Within his short career, Mr. Rauch has already undergone one significant shift. His work of the 1990s borrowed from mid-20th-century graphic illustration and gained both nostalgia and the frisson of dubious political provenance from this printed propaganda. His palette tended towards the pastel while his brushstrokes had the neat, dry simplicity of graphic reproduction.
Recently, however, Mr. Rauch has gone more painterly and more art-historically referential. There are nods to Romantic forebears like Georg Friedrich Kersting in some of the more charming, smaller compositions. The more disturbing touchstones, stylistically, are National Socialist and East German realists. Mr. Rauch’s affinity with such sources is mitigated by his forceful sense of irony and enigma. But in his often cryptic interviews and statements, there is a troublesome way, probably reflecting an intellectual pendulum swing from the strictures of the old German Democratic Republic, that Mr. Rauch quotes liberally from writers such as Gottfried Benn and Ernst Jünger who accommodated themselves to the Third Reich.
As befits a man named Neo, these paintings are fresh, vigorous, intriguing, and fun, at least on initial impact. But the more generalized old masterliness of these new works can come over as meretricious, loosing the purposefulness of his earlier quotes of graphic sources. Also, it is the fate of the willfully anachronistic that, while trying to look older, they recall something more recent. In Mr. Rauch’s case, that would be the last go-round with art historical retrofitting, the revivals of the 1980s. In particular, his portentous period-piece jumbles are a dead ringer for the work of Scottish neo-expressionist Steven Campbell.

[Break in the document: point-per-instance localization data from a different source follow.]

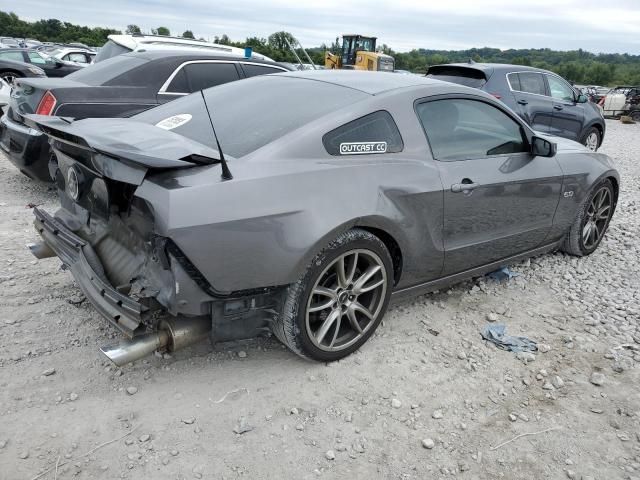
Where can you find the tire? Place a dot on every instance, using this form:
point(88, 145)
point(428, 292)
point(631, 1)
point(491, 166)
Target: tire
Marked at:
point(592, 139)
point(575, 242)
point(305, 314)
point(9, 75)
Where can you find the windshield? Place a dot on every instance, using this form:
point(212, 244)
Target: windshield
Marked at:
point(103, 72)
point(109, 50)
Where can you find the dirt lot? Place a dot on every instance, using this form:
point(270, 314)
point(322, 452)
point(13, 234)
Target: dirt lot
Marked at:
point(425, 398)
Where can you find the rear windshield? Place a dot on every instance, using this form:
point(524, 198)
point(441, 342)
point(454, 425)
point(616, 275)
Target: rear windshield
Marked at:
point(469, 77)
point(109, 50)
point(251, 113)
point(103, 72)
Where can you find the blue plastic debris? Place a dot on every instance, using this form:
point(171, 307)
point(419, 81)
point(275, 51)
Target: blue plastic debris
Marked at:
point(504, 273)
point(495, 333)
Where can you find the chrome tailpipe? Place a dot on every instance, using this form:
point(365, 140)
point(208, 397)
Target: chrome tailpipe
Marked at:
point(41, 250)
point(172, 334)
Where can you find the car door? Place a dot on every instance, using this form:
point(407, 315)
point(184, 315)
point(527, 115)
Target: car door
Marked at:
point(499, 199)
point(568, 115)
point(533, 104)
point(198, 75)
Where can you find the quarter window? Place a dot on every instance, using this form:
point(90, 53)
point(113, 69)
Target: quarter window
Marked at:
point(254, 70)
point(461, 129)
point(205, 75)
point(528, 82)
point(560, 90)
point(373, 133)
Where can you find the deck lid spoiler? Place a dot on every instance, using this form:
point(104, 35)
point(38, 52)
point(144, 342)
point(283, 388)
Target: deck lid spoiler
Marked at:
point(128, 139)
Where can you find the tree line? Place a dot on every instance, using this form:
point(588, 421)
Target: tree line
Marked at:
point(579, 66)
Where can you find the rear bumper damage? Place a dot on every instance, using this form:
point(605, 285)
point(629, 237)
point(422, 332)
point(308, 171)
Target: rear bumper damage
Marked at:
point(122, 311)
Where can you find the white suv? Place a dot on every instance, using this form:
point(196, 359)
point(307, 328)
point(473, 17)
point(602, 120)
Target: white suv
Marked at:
point(118, 44)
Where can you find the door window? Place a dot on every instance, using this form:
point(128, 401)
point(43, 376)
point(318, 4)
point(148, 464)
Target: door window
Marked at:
point(560, 90)
point(205, 75)
point(529, 82)
point(17, 56)
point(461, 129)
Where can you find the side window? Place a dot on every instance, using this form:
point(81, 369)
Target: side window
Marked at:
point(179, 83)
point(254, 70)
point(373, 133)
point(12, 56)
point(531, 82)
point(35, 58)
point(559, 89)
point(461, 129)
point(205, 75)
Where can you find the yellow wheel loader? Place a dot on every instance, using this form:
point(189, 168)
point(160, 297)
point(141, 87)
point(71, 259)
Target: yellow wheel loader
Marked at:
point(359, 53)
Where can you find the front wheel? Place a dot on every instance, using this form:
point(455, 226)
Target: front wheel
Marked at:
point(592, 221)
point(592, 139)
point(340, 300)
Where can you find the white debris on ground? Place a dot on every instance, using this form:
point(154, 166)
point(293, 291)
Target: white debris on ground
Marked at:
point(425, 398)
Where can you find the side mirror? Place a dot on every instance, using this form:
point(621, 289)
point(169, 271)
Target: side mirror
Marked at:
point(543, 148)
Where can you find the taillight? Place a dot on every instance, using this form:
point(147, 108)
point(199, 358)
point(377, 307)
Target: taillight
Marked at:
point(47, 104)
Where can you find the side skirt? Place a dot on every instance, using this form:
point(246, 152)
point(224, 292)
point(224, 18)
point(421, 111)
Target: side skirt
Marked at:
point(449, 280)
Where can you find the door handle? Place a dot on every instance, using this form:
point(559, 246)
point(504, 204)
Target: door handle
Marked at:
point(464, 187)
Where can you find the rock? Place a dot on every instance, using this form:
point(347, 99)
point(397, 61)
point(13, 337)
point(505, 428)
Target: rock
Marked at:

Still, these paintings at the Met are such rich, heady brews you really want to believe that their mystery is not mere mystification. Images like “Suburb,” with its flag burners amid an ominously placed red missile in a calmly drab Central European suburban street, and “The Flame,” with a man strapped to planks and marching in a way that forms a St. Andrew’s cross, with a chemical-industrial flame on the skyline, have the viewer rooting for meaning. With all these flames of inspiration, you can only ask, can there be Rauch without fire?
Until October 14 (1000 Madison Ave. at 82nd Street, 212-879-5500).